Most auto insurers create what’s known as an insurance score for each applicant. Your credit score is a major component of your insurance score, along with your claims history and previous accident history. Insurers interpret multiple past claims, which may stay on your record for years, as an increased risk of future claims. A history of accidents will hurt your chances of getting preferred rates from your insurer. Your actual rate, however, can vary greatly from one insurer to the next. This is one reason why, when shopping for auto insurance, you should obtain multiple quotes for comparison.
Insurance scores give underwriters an idea of how likely you are to be involved in an accident and file a damage claim. The more favorable your insurance score, the lower you can expect to be charged for your policy premium.

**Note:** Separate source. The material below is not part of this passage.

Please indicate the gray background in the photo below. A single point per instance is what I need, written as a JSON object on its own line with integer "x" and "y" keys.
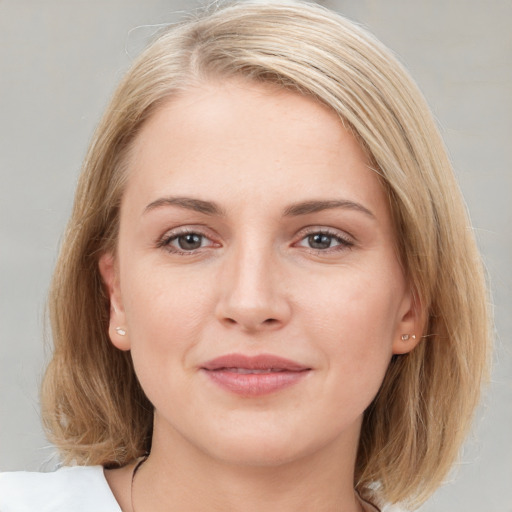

Credit scores are used to evaluate your overall creditworthiness. This includes your ability to repay an array of credit obligations such as your mortgage, personal loans, credit cards, etc. Your credit history plays a major factor in calculating your insurance score. Factors considered include:
- Frequency of payments, both late and on-time
- Average time span between a bill’s due date and the payment being made
- Previous defaults such as repossessions, foreclosures, liens and bankruptcies
- Number of credit inquiries
- Number of liabilities open and in good standing
- Diversity of credit sources
It All Makes Sense
You might wonder what your credit score has to do with determining your car insurance rates. It doesn’t necessarily have to do with whether or not you’re likely to pay your premiums on time, because if you fall into the habit of making late payments on your policy your insurer has the option of dropping your protection. It’s actually something other than that. Insurance companies do extensive research on what makes a safe policyholder, and there’s a direct correlation between paying your bills and making an insurance claim.